I also run Chrome with a flash page up, increases hash rate by 5-10 (It's been explained that this keeps the card in 3d mode (??), dunno, but it works).

Settings are +20core/+450mem for both cards, and my .bat file looks like: ---x---
setx GPU_MAX_ALLOC_PERCENT 100 setx GPU_USE_SYNC_OBJECTS 1 C:\Apps\cudaminer\cudaminer-2014-02-28\x86\cudaminer.exe --algo=scrypt:2048 --url=stratum+tcp://stratum-us.trademybit.com:3384 --user=x --pass=x -H 2 -i 0 -m 1 -l T5x24 ---x--- I get the same error on scrypt and scrypt-n... currently scrypt profits have been less than optimal, so mining some scrypt-n for a bit.

If I bump the core clock to 30+, or the mem clock to 500+, the driver for one of the two cards will crash within ~24 hours. 35+ / 550+, within an hour or two with certainty. Higher, usually crashes right away.

marcuslongridge commented 10 years ago

Are the setx lines needed? I believe those are only needed for cgminer. Not that they are probably having any effect.

sephtin commented 10 years ago

A little OT... but as you asked:

Are the setx lines needed? I believe those are only needed for cgminer. Not that they are probably having any effect.

No clue. A better question would be, do they have a negative effect.
I'll remove and test, just to verify they're not causing problems...

marcuslongridge commented 10 years ago

It seems like everyone I've seen reporting this type of issue is using windows 7 64-bit. I wonder if it's a Driver issue for 64-bit. I think I may try to build a linux build to see how that runs.
OT: what program are you using to OC the boards?

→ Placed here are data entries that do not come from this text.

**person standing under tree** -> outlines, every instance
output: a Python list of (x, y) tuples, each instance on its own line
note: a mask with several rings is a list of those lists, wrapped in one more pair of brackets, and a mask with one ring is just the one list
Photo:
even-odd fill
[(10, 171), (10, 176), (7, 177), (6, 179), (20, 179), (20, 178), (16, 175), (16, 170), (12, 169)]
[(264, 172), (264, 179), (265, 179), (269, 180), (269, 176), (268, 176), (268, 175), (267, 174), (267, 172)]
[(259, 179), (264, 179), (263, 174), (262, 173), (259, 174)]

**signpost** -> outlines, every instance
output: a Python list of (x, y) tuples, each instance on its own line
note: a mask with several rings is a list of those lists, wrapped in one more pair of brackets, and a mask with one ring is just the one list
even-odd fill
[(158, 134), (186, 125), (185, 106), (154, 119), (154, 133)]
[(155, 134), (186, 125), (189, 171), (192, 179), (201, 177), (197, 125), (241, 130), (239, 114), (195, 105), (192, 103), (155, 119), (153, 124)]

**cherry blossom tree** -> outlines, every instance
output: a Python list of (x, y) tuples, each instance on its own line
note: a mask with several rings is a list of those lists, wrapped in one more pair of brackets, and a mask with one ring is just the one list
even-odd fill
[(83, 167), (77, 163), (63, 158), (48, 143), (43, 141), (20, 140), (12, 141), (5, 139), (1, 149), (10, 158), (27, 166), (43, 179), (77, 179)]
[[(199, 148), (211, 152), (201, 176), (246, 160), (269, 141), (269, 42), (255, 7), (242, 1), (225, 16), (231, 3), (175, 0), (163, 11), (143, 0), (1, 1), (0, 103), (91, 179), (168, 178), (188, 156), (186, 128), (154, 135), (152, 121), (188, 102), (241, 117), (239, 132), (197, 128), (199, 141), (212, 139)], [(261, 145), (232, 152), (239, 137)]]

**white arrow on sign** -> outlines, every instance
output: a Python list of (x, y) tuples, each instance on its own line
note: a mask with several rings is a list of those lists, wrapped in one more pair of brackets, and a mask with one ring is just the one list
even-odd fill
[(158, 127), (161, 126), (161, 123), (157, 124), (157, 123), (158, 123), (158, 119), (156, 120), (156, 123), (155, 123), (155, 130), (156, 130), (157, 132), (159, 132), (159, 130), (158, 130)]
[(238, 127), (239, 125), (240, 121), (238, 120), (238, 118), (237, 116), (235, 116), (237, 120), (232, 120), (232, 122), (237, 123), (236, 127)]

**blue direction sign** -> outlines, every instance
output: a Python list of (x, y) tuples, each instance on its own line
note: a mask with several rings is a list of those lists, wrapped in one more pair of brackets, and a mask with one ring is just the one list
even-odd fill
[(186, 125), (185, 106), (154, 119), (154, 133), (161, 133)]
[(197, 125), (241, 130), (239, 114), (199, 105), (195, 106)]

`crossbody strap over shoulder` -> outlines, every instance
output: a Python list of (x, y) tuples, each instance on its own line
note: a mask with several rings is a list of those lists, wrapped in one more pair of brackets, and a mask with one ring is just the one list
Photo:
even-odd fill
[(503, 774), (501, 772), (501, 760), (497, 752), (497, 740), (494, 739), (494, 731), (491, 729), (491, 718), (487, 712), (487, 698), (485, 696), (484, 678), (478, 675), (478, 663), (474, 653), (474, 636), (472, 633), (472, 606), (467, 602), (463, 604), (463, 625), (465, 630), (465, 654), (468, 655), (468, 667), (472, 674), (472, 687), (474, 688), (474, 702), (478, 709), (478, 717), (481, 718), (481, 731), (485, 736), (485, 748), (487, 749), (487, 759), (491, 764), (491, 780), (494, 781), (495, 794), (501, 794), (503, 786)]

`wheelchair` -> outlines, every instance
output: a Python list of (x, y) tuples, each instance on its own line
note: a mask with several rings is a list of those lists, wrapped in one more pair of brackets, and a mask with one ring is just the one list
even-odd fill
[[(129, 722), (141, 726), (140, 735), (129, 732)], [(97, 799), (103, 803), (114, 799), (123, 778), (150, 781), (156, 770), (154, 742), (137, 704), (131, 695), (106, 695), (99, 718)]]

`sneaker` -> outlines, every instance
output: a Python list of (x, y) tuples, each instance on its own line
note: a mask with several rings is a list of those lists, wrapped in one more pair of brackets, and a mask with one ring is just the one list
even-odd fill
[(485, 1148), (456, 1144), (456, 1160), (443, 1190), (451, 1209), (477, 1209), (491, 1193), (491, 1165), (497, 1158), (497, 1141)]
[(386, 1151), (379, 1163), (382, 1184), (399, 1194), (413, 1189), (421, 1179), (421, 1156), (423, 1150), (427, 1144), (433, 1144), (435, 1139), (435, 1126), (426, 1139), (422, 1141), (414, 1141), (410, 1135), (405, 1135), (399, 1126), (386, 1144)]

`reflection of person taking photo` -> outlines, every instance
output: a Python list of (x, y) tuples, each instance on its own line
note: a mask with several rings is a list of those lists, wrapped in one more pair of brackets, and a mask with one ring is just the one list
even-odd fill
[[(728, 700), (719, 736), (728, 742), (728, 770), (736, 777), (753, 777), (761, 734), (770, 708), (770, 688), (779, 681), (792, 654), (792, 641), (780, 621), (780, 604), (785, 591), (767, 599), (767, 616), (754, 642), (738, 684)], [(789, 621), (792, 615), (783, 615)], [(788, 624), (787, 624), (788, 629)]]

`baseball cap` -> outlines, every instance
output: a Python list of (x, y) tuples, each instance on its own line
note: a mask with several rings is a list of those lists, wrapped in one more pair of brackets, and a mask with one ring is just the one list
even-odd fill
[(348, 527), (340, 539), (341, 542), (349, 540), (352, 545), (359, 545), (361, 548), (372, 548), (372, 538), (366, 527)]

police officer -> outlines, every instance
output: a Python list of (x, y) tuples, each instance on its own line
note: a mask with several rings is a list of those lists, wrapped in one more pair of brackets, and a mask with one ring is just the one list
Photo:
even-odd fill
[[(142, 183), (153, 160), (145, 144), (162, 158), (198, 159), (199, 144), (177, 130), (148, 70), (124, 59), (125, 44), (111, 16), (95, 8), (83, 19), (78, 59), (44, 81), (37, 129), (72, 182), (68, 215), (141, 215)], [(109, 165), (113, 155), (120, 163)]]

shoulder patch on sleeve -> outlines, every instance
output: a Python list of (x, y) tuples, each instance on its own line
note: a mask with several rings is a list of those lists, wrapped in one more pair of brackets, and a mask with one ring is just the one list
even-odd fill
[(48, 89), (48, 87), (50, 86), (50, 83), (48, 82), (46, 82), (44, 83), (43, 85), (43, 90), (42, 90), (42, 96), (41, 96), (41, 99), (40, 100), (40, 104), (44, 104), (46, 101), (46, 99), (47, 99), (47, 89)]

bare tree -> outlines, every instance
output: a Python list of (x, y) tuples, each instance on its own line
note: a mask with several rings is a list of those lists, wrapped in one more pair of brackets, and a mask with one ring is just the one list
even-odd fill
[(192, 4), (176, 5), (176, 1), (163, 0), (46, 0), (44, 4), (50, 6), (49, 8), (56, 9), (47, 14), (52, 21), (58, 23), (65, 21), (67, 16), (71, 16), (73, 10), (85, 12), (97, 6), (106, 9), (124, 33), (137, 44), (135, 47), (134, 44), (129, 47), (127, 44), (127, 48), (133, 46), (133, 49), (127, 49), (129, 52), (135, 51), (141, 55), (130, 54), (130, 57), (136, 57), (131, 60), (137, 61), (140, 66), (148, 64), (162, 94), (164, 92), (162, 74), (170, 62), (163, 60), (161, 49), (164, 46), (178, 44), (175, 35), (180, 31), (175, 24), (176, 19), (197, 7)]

alwyn commented 10 years ago

Precision X from EVGA.

sephtin commented 10 years ago

MSI AfterBurner

alwyn commented 10 years ago

Do any of you guys know of a way to edit the 750 ti bios for overclock and use in Linux? Nibitor doesn't support it.

marcuslongridge commented 10 years ago

You can use gpu-z to copy the bios ROM off card create a copy and use keplertiner to modify then nvflash to flash i'll provide links when I get home later tonight

Sent from my Verizon Wireless 4G LTE DROID

Alwyn Schoeman notifications@github.com wrote:

Do any of you guys know of a way to edit the 750 ti bios for overclock and use in Linux? Nibitor doesn't support it.

— Reply to this email directly or view it on GitHub.

marcuslongridge commented 10 years ago

http://cryptomining-blog.com/1014-how-to-increase-the-geforce-gtx-750-ti-power-target-limit/ gives you how and links to the tools to modify card bios

marcuslongridge commented 10 years ago

I'm convinced this issue is a combination of new architecture, and shortcomings of the 64-bit drivers. I am going to close the issue and wait for a driver release to resolve.